Collectively, we are fundamentally interested in who is actively shaping the definition of digital sovereignty, what perspectives and concepts inform the myriad interpretations of digital sovereignty with what purposes, and how they are applied in a wide range of areas in BRICS countries with what potential impact and challenges ahead. Not only does this collective effort draw on the experiences, practices, and reflections of digital sovereignty from the BRICS scholarly community that contributes to the global conversation on the subject, it also offers a forward-looking take on what a digital world less dependent on a handful of Silicon Valley or Chinese tech giants might look like in a post-Western world.

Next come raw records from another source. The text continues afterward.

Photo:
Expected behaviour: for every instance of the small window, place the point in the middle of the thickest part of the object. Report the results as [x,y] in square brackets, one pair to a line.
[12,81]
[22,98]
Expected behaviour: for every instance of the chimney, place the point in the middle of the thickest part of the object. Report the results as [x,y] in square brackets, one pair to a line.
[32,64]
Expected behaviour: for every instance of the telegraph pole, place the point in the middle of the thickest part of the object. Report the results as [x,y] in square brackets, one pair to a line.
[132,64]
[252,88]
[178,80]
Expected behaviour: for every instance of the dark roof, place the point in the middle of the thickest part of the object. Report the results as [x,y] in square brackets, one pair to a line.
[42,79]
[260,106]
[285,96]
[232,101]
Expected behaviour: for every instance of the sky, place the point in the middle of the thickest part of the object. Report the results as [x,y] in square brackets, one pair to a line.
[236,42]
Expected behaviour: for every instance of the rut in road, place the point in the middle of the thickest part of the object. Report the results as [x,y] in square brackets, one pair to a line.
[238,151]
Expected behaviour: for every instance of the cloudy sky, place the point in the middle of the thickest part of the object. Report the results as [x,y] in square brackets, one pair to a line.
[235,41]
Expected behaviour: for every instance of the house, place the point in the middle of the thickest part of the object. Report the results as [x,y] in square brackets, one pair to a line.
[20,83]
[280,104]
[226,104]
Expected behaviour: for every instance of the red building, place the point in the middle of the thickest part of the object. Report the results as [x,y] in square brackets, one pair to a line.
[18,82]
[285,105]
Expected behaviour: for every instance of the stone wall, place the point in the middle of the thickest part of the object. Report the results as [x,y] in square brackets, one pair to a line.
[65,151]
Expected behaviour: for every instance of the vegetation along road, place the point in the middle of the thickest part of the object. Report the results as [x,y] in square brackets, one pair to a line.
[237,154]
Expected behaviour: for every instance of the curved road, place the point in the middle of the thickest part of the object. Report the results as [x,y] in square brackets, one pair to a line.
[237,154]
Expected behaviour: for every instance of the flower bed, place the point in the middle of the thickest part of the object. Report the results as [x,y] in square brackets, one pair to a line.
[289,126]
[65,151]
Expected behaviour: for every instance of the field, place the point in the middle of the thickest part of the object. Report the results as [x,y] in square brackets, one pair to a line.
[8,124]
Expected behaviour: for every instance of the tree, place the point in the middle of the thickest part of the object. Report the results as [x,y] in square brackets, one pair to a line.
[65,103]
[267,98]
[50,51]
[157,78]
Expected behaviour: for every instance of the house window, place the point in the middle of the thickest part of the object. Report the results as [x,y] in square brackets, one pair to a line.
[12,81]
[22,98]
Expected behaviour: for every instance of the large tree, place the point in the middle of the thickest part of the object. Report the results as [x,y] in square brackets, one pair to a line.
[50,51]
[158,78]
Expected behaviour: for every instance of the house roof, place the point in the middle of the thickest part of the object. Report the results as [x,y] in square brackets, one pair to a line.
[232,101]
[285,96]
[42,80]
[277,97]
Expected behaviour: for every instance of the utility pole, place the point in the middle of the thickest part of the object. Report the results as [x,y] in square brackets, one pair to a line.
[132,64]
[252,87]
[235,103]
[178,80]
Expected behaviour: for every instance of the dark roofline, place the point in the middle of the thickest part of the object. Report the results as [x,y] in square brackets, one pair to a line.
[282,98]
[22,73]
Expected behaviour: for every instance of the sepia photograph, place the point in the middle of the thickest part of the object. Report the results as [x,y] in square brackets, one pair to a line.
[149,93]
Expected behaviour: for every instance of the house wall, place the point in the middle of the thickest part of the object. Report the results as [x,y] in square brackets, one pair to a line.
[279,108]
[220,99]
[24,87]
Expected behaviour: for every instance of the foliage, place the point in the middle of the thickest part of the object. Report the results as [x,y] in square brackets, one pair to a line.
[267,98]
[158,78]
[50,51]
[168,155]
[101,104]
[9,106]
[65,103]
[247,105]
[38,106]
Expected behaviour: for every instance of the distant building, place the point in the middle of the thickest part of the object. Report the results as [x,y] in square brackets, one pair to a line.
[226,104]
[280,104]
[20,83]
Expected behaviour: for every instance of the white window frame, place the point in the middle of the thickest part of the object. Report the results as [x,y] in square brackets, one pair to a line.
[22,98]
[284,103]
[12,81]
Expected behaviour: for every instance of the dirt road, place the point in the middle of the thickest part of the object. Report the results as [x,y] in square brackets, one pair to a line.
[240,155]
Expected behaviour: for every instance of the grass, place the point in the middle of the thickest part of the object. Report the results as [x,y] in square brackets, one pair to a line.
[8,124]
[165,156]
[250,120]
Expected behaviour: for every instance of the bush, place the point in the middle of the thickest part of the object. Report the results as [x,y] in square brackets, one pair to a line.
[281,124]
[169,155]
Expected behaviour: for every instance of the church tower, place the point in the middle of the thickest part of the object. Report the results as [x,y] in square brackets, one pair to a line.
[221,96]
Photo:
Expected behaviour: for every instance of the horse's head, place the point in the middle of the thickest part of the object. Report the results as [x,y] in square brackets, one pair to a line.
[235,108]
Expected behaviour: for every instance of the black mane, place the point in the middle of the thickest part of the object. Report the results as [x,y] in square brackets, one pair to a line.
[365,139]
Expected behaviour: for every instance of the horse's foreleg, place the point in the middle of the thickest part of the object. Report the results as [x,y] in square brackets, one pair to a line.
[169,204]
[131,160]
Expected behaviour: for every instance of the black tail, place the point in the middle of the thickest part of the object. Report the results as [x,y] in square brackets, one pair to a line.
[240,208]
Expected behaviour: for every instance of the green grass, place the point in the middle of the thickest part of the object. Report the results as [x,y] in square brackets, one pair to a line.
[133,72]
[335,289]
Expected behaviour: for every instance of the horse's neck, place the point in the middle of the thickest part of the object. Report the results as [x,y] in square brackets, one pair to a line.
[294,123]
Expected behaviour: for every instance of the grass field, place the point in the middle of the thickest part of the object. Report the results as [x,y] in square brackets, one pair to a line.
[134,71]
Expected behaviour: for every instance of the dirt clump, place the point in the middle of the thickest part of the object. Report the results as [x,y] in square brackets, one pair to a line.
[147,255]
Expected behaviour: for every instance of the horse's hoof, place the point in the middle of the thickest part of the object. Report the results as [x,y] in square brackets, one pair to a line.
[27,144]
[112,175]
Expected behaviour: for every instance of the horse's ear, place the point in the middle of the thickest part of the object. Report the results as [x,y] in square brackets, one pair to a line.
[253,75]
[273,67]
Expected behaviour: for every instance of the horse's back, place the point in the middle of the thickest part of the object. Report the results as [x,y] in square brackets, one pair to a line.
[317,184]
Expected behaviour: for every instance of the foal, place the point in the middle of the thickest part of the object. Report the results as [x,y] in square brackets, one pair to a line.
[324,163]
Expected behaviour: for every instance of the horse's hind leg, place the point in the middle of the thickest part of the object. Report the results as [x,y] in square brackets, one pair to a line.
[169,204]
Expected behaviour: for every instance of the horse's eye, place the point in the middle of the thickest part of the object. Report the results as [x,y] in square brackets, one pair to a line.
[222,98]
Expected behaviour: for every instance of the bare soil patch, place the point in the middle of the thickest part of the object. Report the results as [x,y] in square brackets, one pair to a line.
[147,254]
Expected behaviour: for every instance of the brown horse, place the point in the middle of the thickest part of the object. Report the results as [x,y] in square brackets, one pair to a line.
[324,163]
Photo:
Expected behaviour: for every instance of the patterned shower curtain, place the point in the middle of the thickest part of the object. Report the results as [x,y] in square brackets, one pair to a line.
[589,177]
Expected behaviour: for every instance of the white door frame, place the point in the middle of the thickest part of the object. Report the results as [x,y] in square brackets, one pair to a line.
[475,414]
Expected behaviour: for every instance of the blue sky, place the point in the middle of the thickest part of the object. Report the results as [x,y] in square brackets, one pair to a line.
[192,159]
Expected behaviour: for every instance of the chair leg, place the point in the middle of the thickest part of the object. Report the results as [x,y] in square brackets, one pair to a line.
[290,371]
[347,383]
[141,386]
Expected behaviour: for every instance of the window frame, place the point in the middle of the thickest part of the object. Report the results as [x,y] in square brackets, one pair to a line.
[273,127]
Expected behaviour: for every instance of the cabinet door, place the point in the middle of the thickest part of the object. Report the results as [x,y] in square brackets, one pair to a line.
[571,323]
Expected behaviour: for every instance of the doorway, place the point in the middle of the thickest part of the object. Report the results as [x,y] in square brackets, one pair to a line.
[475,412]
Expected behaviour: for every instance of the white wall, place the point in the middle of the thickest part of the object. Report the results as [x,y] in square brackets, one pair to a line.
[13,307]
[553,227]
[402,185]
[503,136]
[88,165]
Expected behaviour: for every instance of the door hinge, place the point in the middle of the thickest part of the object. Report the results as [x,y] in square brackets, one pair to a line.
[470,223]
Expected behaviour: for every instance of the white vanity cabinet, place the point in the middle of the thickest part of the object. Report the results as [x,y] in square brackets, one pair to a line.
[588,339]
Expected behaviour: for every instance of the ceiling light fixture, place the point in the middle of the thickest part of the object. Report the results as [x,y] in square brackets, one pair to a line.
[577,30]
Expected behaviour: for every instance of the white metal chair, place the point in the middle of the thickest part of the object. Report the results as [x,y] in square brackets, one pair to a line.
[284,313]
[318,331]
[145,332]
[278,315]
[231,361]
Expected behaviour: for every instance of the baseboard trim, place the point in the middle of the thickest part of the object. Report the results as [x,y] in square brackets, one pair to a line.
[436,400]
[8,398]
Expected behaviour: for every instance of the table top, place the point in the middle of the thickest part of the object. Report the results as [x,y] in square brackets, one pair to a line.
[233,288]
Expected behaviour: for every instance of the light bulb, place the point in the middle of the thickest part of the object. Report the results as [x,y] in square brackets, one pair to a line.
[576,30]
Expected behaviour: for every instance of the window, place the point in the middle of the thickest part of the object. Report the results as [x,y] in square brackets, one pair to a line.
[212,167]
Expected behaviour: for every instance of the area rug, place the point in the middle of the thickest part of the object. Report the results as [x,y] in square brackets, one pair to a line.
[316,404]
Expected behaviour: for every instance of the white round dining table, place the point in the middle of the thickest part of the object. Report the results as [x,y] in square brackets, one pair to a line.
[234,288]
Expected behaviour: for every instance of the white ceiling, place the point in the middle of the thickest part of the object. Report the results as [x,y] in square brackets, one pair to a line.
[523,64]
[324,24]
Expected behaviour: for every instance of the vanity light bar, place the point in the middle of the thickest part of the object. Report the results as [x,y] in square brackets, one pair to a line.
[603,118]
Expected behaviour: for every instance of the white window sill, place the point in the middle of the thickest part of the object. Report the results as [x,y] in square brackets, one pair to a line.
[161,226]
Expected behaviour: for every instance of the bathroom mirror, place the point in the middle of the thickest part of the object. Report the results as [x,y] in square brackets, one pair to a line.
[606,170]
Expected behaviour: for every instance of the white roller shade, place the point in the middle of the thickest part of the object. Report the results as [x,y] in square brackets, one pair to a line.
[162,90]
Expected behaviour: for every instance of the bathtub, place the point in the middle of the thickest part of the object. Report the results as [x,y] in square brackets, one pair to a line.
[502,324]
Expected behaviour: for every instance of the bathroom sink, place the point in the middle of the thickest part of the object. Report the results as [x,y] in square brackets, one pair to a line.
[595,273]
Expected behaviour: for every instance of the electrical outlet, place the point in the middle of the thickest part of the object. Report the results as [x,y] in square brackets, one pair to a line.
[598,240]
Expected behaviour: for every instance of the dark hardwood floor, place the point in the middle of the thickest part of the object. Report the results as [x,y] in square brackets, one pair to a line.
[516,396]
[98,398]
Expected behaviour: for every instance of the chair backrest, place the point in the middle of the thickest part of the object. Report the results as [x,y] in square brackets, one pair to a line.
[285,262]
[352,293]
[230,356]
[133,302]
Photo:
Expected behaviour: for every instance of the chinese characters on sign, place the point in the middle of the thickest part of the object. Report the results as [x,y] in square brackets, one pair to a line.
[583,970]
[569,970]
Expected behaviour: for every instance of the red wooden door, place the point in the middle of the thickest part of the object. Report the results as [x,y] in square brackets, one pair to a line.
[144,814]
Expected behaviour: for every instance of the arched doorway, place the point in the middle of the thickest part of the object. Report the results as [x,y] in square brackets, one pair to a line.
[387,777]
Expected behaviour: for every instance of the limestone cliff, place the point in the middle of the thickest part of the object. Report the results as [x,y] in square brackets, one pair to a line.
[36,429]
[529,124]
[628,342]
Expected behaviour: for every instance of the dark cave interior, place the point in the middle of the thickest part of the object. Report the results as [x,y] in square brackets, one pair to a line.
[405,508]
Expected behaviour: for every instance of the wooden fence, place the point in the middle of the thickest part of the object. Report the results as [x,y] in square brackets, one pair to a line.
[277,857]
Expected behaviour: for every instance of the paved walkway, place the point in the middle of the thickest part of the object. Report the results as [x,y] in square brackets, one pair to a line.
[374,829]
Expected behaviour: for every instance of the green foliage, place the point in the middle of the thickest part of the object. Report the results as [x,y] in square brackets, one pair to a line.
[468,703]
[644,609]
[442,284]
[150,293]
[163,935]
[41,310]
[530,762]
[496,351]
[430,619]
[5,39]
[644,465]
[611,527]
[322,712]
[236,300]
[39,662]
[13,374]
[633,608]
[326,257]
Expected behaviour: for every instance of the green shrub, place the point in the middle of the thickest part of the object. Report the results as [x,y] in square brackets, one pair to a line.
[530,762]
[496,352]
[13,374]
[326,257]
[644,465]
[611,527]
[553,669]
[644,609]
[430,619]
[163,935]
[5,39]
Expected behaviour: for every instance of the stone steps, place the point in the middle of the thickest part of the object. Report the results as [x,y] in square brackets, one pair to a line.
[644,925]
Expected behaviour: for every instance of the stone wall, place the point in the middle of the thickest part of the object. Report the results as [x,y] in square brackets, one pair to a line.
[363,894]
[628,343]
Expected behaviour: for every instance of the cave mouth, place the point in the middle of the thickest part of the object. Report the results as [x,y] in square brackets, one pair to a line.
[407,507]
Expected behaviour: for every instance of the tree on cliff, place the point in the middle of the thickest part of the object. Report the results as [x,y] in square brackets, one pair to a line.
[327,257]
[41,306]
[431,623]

We believe such an endeavor can help scholars, students, policymakers, businesses, and civil society groups gain interesting insights and perspectives on the conceptualizations, policies, and practices of digital sovereignty in Global South countries. Given BRICS countries’ growing international relevance, we hope the perspectives and issues identified in the book project to be of great importance to the future shape and governance of the global digital world.